I grew up in a house where we had great admiration for astronauts. John Glenn was good friends with my parents and would come to the house often. He did campaigning for my father, Robert Kennedy, and was somebody who was kind of, excuse the phrasing, in our orbit. And we would watch movies about astronauts and astronauts as they were heroes.
It was mostly in that I felt most connected to NASA. I was not a space geek. I was not obsessed with space, but I have always had an admiration for NASA and for the astronauts and for the people who go to space.
Also, obviously, Neil Armstrong would have been nice to interview, but that was not possible.
And then, from talking with the scientists who are focused on the Earth's science missions came to the understanding that we were doing a good amount of damage to Earth through the human release of carbons. And that science was methodical and iron-clad and factual and very concerning.
And so with a deeper understanding of that, the film kind of drew in a natural narrative arc.

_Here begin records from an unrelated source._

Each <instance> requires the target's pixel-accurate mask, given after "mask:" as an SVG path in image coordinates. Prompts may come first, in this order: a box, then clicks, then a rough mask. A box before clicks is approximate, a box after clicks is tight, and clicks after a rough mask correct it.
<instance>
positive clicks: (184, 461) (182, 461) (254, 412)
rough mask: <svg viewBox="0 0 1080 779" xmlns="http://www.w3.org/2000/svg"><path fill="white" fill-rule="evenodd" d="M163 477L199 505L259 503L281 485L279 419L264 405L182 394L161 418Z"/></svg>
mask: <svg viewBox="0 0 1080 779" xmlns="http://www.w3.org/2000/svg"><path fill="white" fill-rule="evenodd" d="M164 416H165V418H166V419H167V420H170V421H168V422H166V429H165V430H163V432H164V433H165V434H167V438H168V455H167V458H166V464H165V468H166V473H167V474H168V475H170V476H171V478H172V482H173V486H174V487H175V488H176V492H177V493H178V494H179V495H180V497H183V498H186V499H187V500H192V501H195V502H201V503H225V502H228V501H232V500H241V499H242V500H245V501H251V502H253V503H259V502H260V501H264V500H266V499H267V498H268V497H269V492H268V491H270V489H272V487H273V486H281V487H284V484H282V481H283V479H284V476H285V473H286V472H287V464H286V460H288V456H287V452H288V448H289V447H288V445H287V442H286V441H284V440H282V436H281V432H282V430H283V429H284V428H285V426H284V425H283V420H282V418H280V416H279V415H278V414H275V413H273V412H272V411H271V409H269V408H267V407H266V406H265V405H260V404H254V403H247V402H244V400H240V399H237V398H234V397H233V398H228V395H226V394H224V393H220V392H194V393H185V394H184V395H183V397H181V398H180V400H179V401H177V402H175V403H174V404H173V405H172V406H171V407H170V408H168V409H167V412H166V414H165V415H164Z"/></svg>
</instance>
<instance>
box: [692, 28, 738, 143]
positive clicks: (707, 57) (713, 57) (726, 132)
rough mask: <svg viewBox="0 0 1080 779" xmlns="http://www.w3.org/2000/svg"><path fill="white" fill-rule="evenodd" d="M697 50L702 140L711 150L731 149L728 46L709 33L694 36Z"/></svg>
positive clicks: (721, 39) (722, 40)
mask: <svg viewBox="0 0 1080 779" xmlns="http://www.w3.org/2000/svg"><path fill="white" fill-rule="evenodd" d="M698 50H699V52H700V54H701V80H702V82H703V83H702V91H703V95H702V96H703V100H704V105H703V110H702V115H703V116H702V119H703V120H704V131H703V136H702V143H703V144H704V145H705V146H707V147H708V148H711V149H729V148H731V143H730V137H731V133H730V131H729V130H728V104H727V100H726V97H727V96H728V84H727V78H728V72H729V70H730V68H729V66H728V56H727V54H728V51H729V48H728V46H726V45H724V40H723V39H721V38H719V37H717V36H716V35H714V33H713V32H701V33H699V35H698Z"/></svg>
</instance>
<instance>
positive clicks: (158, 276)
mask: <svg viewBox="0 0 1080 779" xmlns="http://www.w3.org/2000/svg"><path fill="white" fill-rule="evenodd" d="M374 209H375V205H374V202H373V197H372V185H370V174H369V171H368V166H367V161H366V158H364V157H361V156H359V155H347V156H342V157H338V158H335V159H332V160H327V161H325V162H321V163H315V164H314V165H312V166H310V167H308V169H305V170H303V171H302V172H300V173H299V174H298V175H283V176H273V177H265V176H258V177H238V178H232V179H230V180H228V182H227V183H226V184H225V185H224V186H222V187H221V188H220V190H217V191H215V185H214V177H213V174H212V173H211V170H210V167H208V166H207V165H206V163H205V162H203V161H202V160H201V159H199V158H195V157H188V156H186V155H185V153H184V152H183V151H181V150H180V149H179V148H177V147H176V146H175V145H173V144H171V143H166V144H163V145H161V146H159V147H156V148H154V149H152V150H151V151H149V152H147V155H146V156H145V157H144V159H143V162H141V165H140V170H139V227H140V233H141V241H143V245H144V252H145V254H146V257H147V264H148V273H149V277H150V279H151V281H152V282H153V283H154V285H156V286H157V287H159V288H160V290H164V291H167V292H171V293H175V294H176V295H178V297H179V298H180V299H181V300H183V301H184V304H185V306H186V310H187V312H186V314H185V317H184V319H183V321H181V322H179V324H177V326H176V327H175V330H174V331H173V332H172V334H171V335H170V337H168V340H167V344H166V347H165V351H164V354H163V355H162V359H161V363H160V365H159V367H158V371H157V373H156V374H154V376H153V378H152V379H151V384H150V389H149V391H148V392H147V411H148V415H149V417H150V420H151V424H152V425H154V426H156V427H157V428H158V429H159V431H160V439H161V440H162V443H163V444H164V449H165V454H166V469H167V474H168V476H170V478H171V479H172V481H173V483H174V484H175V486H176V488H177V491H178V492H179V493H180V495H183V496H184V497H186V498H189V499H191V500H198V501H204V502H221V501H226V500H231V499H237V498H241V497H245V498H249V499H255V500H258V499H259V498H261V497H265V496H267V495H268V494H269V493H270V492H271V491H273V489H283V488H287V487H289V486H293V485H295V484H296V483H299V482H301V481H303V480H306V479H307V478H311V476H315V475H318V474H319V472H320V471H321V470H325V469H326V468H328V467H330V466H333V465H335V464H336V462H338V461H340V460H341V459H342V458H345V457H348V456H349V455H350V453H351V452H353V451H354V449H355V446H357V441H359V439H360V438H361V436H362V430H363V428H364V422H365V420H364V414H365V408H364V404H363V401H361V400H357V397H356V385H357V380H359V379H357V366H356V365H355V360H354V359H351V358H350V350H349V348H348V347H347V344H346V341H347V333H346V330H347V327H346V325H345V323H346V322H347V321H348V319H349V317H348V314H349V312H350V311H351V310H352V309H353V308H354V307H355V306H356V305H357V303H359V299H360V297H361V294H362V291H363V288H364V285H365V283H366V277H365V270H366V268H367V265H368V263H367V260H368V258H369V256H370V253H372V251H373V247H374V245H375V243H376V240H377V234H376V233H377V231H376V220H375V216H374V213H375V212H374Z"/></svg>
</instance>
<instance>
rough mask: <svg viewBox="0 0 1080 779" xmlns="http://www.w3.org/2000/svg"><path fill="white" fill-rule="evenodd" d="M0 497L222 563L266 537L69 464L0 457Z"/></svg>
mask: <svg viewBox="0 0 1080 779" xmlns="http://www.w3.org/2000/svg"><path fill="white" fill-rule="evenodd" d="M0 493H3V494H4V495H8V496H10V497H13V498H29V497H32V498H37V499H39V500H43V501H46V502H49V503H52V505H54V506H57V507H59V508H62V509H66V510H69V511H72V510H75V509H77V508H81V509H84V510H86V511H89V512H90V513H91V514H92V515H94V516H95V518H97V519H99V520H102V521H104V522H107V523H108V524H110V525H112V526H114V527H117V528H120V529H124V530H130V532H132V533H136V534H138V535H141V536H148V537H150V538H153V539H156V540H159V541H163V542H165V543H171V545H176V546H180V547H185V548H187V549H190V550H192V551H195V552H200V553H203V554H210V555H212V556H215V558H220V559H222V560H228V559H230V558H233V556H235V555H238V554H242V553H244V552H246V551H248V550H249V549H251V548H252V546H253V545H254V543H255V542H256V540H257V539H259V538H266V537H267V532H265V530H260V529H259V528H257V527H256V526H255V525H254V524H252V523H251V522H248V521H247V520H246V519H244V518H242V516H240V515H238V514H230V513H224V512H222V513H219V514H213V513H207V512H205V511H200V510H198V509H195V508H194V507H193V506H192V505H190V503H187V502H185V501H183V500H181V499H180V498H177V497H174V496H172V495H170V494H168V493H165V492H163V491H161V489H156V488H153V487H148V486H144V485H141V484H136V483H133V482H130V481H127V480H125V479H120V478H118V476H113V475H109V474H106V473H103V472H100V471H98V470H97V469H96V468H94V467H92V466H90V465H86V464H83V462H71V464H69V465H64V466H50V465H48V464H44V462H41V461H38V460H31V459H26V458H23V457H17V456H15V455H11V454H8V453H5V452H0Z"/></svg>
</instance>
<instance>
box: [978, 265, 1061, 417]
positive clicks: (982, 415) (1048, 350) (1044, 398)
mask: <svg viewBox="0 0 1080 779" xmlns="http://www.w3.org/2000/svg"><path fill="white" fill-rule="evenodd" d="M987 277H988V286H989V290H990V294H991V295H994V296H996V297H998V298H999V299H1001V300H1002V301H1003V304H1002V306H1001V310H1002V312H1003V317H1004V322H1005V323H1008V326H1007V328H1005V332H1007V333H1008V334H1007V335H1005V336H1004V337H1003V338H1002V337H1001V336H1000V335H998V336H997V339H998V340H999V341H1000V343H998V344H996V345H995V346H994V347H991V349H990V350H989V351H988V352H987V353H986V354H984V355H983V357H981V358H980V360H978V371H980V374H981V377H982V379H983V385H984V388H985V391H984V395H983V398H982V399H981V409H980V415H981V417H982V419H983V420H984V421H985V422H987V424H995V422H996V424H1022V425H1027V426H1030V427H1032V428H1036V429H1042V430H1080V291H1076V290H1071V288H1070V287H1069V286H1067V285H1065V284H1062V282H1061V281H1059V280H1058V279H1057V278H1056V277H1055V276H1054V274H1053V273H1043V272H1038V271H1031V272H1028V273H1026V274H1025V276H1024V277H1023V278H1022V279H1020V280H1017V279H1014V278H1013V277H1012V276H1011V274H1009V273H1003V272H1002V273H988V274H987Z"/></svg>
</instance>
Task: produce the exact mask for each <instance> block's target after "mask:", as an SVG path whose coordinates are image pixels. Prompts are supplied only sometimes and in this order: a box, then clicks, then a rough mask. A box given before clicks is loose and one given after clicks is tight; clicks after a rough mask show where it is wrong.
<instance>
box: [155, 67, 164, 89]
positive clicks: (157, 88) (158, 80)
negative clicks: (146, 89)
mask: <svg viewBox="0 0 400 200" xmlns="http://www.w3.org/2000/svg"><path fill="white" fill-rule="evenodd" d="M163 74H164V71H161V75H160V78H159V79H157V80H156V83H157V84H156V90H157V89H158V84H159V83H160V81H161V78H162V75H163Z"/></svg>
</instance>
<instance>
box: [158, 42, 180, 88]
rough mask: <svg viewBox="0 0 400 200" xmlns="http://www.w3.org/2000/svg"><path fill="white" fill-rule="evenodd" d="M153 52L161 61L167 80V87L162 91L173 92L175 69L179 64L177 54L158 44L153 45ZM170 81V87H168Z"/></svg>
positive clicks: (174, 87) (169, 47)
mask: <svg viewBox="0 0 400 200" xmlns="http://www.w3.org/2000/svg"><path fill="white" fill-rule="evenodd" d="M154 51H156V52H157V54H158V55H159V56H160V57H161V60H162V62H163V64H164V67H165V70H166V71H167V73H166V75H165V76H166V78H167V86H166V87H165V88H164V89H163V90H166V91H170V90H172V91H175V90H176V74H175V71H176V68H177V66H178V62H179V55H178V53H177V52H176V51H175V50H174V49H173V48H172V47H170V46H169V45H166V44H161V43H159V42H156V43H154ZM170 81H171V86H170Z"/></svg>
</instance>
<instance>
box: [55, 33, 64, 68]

And then on the very practical level, it is because we have had such a huge part of the direction of the world that it was 5 percent of the budget and we have invested a huge amount in the infrastructure of NASA, that we have been able to make sure of that ever since, even though we have not invested at that same level since. As a result, I think it is easier to continue exploring and applying that same infrastructure to the study of Earth.
You see it at that moment [in 1961] when Jack is giving that speech at Rice University and he talks about getting to the moon within the decade. That we're going to do it. We do not know what benefits we are going to do it anyway because it's just our natural curiosity and we're going to go into the stars and we're going to learn things that we do not know we did not know.
And that is aspirational. It is pulling us. It is tapping into the best in all of us. And it's saying it's going to be great risk. And there is going to be loss. And we're still going do it. It's that charge, it's that leadership, it's going to be more important than us as individuals.
I'm not seeing that leadership today. I'm ready to go to battle. I'm ready to go fight that fight. But it is very hard to do it without leadership. So there's an opportunity, a fantastic opportunity for somebody to step into that role. And I'm hopeful that somebody will.
The facts about what's happening to Earth are conveyed in the film, along with the facts of what we're learning about our solar system and what's new. Hubble is doing and all sorts of exciting, aspirational ventures that NASA is embarking on. It is within this context that this information is conveyed.